Anyway, I wish I had brought this along to the caucus and gotten some knitting done too:
They fit into the Project Spectrum pink March very well, don't they? As you might be able to tell, I am using Lantern Moon rosewood needles on these. I broke another one last night. I started these on my trip to Mexico and had broken a couple of needles on the trip. I contacted Lantern Moon and they were nice enough to replace them with a new set. Extremely generous and very, very good customer service. I highly recommend them. Unfortunately, as I said, I broke one of the new needles last night. I think size 1 is just too small for Rosewood needles. I'm going to stick with the more sturdy ebony needles from now on, at least for needles under size 3.
I've also been reading "A Million Little Pieces". I wish I had read this before the news of Mr. Frey's deception came out. Now that he has admitted that he exaggerated things, I feel like I can tell when he's going off the tracks. There are places where he talks about his addiction and his feelings that sound very real and honest to me. But then he starts going off on what a tough guy he is and how everyone is scared of him and it sounds like so much braggadocio. It annoys me and takes me right out of the book. I'm also not sure I love his style. He creates these long compound sentences with a lot of "ands" in them. Let me find one. Okay, I just opened the book and looked at the first sentence of a paragraph and this is what I find:
I walk to the Dining Hall and I get in line and I grab a tray and I take a deep breath and the smell of the food floods my body and I am hungry, hungry, hungry and I want to eat and I want to eat a lot.

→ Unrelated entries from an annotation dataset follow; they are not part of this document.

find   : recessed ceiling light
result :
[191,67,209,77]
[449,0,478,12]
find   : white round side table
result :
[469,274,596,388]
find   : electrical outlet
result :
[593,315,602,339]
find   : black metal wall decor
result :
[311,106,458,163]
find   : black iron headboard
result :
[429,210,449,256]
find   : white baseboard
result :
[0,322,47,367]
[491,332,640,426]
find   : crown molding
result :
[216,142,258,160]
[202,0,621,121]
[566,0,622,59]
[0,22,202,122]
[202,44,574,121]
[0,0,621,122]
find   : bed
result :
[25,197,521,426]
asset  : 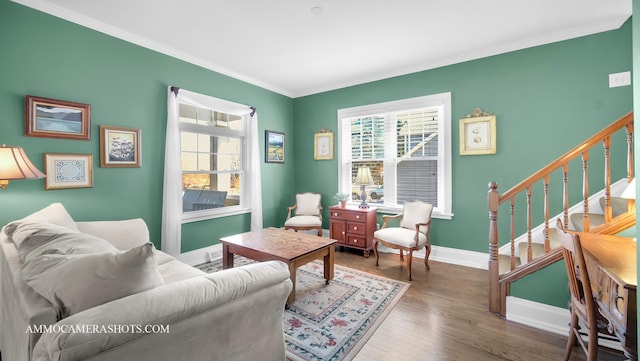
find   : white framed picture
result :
[460,115,496,155]
[44,153,93,190]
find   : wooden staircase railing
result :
[487,112,635,316]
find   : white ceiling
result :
[13,0,632,97]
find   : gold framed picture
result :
[313,132,333,160]
[460,115,496,155]
[24,95,91,140]
[100,125,142,168]
[44,153,93,190]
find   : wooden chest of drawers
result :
[329,206,378,257]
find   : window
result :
[178,103,248,221]
[338,93,452,218]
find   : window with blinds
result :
[338,93,451,216]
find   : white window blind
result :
[338,93,451,217]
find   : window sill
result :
[182,207,251,224]
[349,202,453,220]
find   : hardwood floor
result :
[336,248,622,361]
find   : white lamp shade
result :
[620,178,636,199]
[356,167,373,186]
[0,145,44,180]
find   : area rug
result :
[197,257,409,361]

So, that's pretty typical. The repetition you see in there is typical too. Since I'm already annoyed with him and finding him a braggart, I find that repetition a bit pretentious. I'm about 1/4 of the way through and I'm trying to decide whether to finish or not. I hardly ever not finish books. But, life is short, you know?
Speaking of books, I'm thinking about joining Zooba. Anyone had any experience with them? There are a fair number of best sellers and knitting books that I think I'd like for only $10 each and I generally buy at least one book a month, so it seems like it might be a good choice for me.